If a ship could talk, what would it say—especially if it had been to war? In Tales from a Tin Can, author Michael Olson resuscitates the battle memories of a U.S. destroyer, which witnessed war against Japan from the infamous bombardment of Pearl Harbor to the day of surrender aboard the USS Missouri. Remembered [End Page 371] as “the ship that would not be sunk,” the USS Dale (DD-353) saw its entire crew survive four years of enemy fire in the Pacific theater (4). To tell its Tales, Olson foregrounds first-hand interviews with veteran sailors some sixty years after the Dale’s decommissioning.

Starting with his father (Robert “Pat” Olson), Olson’s work is the product of over 100 h of interviews with over 44 former crewmen. Collected at annual meetings, when veterans “thrown into the melting pot of a reunion . . . would let go and tell stories,” the Tales effectively comprise a collective memoir of one world-class Farragut destroyer (12). A cutting edge ship in its time, it was called a “tin can” like other Farraguts because of its small size and thin hull plating. As Olson explains, “the USS Dale had a story to be told,” and in the company of fellow shipmates, her “tin can sailors” were finally willing to tell it (10). From official duties to everyday banalities, the veterans’ narratives offer a window onto the inner workings of a destroyer ship that ultimately earned twelve battle stars in World War II.

Olson organizes the book chronologically, dividing it into five major sections from 1941 to 1945, for each year of the war. While the first section, “1941,” starts as late as November, it offers the most detailed account of the ship’s life, attesting to the grip that Pearl Harbor continues to hold on U.S. public and veteran memory. It begins with particulars from the month before the Japanese attack, and next offers a sequence of virtual minute-by-minute descriptions of the fateful day of December 7. Short one- to two-paragraph snippets of individual, first-hand recollections depict the more memorable moments of the Japanese raid from the water. The effect of such brief blocks of interviews creates the feeling of an action film, wherein a reel of voices conveys a montage of vivid imagery. Ensuing sections/years follow the Dale in campaigns from the South Pacific, Midway, the Aleutian Islands, and Iwo Jima.

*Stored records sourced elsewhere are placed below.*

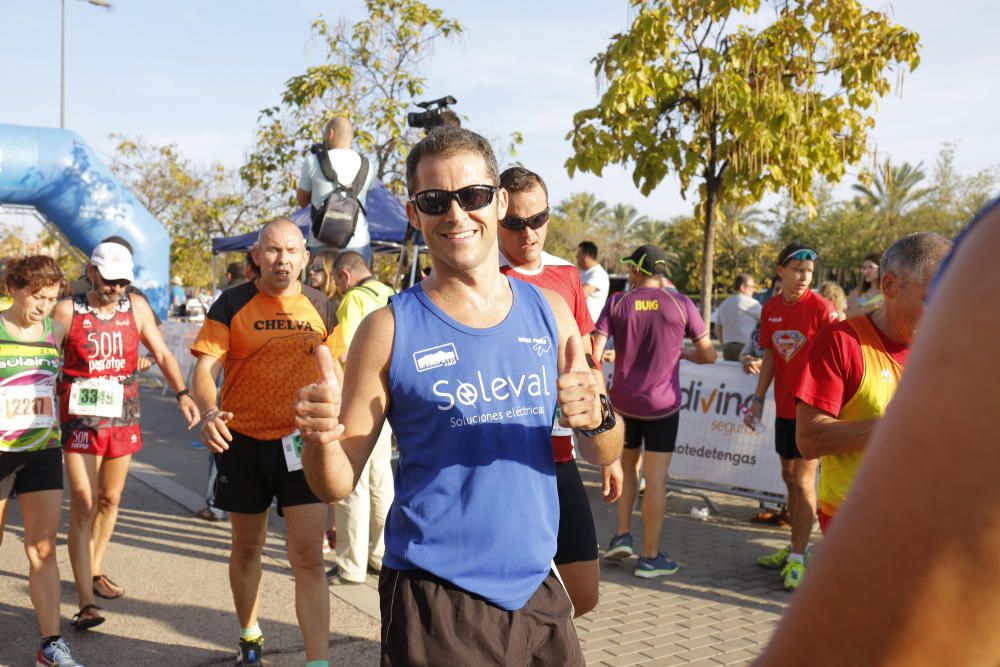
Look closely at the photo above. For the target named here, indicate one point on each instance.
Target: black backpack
(334, 222)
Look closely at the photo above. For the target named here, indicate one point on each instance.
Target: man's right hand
(214, 432)
(317, 409)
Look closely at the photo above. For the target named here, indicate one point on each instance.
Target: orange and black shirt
(267, 347)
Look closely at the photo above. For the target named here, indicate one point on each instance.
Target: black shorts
(577, 539)
(25, 472)
(657, 435)
(429, 621)
(784, 439)
(252, 472)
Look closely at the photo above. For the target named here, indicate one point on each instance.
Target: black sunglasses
(517, 224)
(469, 198)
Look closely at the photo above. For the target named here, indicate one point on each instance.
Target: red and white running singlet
(98, 394)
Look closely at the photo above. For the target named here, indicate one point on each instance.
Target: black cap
(646, 258)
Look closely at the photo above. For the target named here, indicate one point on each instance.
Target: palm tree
(893, 191)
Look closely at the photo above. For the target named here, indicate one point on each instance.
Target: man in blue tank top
(468, 366)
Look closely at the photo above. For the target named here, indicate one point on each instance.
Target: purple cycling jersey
(649, 325)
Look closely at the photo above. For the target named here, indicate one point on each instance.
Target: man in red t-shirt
(854, 367)
(522, 240)
(788, 325)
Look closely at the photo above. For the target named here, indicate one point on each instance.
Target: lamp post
(62, 56)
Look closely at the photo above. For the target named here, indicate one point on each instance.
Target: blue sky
(197, 72)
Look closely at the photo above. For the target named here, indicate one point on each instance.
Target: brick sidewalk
(720, 609)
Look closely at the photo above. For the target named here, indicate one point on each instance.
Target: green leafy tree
(740, 110)
(578, 217)
(371, 76)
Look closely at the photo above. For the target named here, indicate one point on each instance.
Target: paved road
(719, 609)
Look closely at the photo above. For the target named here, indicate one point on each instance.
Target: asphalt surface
(178, 608)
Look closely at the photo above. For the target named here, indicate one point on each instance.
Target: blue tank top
(472, 411)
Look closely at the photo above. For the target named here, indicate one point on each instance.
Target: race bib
(24, 407)
(292, 446)
(97, 397)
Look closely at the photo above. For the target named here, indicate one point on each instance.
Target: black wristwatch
(608, 421)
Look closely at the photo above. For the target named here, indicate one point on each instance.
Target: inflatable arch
(60, 176)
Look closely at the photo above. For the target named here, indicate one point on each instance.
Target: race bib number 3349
(97, 397)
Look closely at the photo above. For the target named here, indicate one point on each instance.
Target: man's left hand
(579, 389)
(612, 477)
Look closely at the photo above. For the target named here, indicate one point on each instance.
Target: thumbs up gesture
(579, 389)
(317, 409)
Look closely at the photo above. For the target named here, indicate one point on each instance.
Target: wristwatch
(608, 422)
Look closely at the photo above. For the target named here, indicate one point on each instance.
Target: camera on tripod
(435, 114)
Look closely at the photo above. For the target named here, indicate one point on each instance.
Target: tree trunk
(708, 253)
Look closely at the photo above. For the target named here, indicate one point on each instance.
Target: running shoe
(56, 654)
(659, 566)
(775, 561)
(793, 572)
(620, 547)
(251, 653)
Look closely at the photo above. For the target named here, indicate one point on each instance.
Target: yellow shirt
(878, 385)
(362, 299)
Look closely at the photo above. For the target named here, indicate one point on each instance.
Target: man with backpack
(361, 516)
(335, 180)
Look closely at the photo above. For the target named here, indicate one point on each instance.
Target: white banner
(713, 444)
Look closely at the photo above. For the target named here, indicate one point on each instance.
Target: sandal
(112, 591)
(88, 617)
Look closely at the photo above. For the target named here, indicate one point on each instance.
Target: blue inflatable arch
(60, 176)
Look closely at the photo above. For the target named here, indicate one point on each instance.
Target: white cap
(113, 261)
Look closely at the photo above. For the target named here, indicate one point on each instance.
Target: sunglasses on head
(517, 224)
(804, 254)
(469, 198)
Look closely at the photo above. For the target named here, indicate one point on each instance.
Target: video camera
(435, 114)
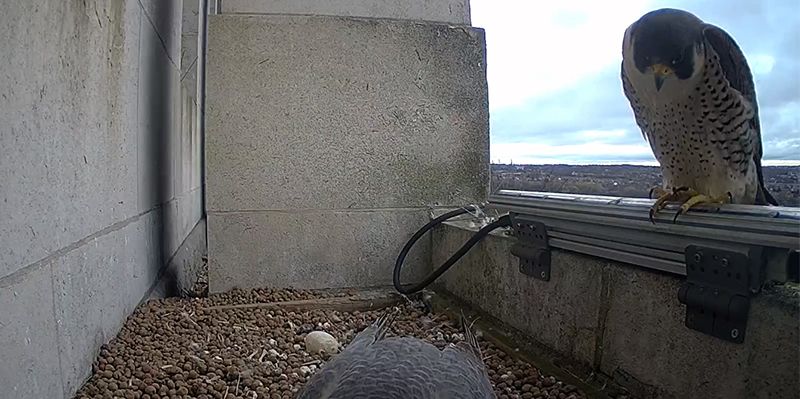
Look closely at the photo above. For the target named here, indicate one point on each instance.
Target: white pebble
(321, 342)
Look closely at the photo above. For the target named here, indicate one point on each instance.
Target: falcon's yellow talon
(677, 194)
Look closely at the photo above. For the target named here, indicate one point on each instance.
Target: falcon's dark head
(666, 43)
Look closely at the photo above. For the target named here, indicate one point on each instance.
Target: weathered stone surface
(313, 249)
(337, 113)
(449, 11)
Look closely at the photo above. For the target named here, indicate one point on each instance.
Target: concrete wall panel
(337, 113)
(99, 178)
(67, 158)
(29, 346)
(312, 249)
(561, 314)
(95, 287)
(449, 11)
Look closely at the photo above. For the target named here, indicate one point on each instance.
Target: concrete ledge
(337, 113)
(313, 249)
(449, 11)
(626, 322)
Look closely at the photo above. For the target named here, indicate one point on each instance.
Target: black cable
(503, 221)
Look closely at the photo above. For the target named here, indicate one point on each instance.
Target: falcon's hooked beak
(661, 72)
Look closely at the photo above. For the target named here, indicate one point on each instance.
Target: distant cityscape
(621, 180)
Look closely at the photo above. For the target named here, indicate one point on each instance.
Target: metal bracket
(531, 247)
(717, 290)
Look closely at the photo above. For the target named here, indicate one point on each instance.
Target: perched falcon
(373, 366)
(693, 97)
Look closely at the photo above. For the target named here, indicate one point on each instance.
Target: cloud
(554, 87)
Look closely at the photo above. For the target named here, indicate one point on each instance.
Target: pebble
(320, 342)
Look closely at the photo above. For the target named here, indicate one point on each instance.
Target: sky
(555, 95)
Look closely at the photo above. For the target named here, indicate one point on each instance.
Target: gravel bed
(175, 348)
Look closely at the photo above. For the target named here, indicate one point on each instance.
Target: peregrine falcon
(374, 366)
(693, 97)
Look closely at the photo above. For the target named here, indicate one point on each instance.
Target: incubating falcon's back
(374, 366)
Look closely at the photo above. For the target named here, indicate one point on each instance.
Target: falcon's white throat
(672, 90)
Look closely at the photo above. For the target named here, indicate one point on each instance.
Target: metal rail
(619, 228)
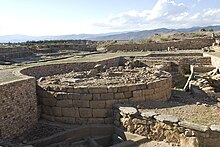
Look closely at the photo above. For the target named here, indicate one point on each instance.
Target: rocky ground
(133, 72)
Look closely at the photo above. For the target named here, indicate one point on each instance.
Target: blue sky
(59, 17)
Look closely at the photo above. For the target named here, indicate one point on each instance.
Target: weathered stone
(97, 104)
(81, 103)
(70, 112)
(85, 112)
(98, 90)
(107, 96)
(194, 126)
(64, 103)
(57, 111)
(119, 95)
(149, 114)
(215, 128)
(167, 118)
(100, 113)
(128, 110)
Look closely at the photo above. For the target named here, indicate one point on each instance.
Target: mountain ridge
(131, 35)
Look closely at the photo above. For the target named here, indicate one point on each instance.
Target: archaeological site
(82, 93)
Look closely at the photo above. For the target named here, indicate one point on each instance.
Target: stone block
(96, 96)
(57, 111)
(193, 126)
(49, 101)
(132, 87)
(147, 92)
(128, 94)
(98, 90)
(138, 93)
(97, 104)
(102, 113)
(141, 86)
(96, 120)
(74, 96)
(166, 118)
(112, 89)
(68, 120)
(47, 110)
(109, 103)
(64, 103)
(70, 112)
(85, 112)
(109, 120)
(119, 95)
(122, 89)
(107, 96)
(85, 96)
(81, 103)
(82, 90)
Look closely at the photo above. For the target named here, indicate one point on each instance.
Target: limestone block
(47, 110)
(101, 113)
(74, 96)
(132, 87)
(147, 92)
(81, 90)
(97, 104)
(141, 86)
(112, 89)
(107, 96)
(128, 94)
(68, 120)
(119, 95)
(85, 112)
(85, 96)
(64, 103)
(57, 111)
(96, 120)
(81, 103)
(109, 120)
(138, 93)
(109, 103)
(49, 101)
(122, 89)
(70, 112)
(98, 90)
(96, 96)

In addition to oral histories, Olson builds the Tales on a broad assortment of other primary sources, from official “Action Reports” to government warnings, Navy photographs, and personal memorabilia. He also quotes generously from diaries ranging from private journals (acquired from some of his interviewees) to official naval documents (including the USS Dale War Diary). In presenting the various data, Olson employs a unique convention that further conveys a sense of documentary footage. Quoted passages are bound together by authoritative commentary that follow one of two distinct literary forms: omniscient narratives, which are found predominantly at the beginning and end of each chapter, and first-person observations, which are inserted generously under the heading of “Author’s Notes.” [End Page 372]

The former, more authoritative commentary intimates the form and function of a conventional textbook. Written entirely in the third-person, it frames the veterans’ memories within a broader historical backdrop, transporting the reader to issues of international diplomacy, military planning, and statesmanship. Meanwhile, the latter, more personable “Author’s Notes” routinely punctuate the interviews either as pithy side remarks within interview transcriptions or as longer, separate paragraphs intended to complement the veterans’ stories. Ostensibly serving as helpful asides, the comments proffer insights, details, and even factual corrections that amend occasional inaccuracies in the sailors’ narratives. Occasional citations reveal that much of Olson’s notes are drawn from similarly “personable” sources such as civilian or club Web sites and veterans’ blogs.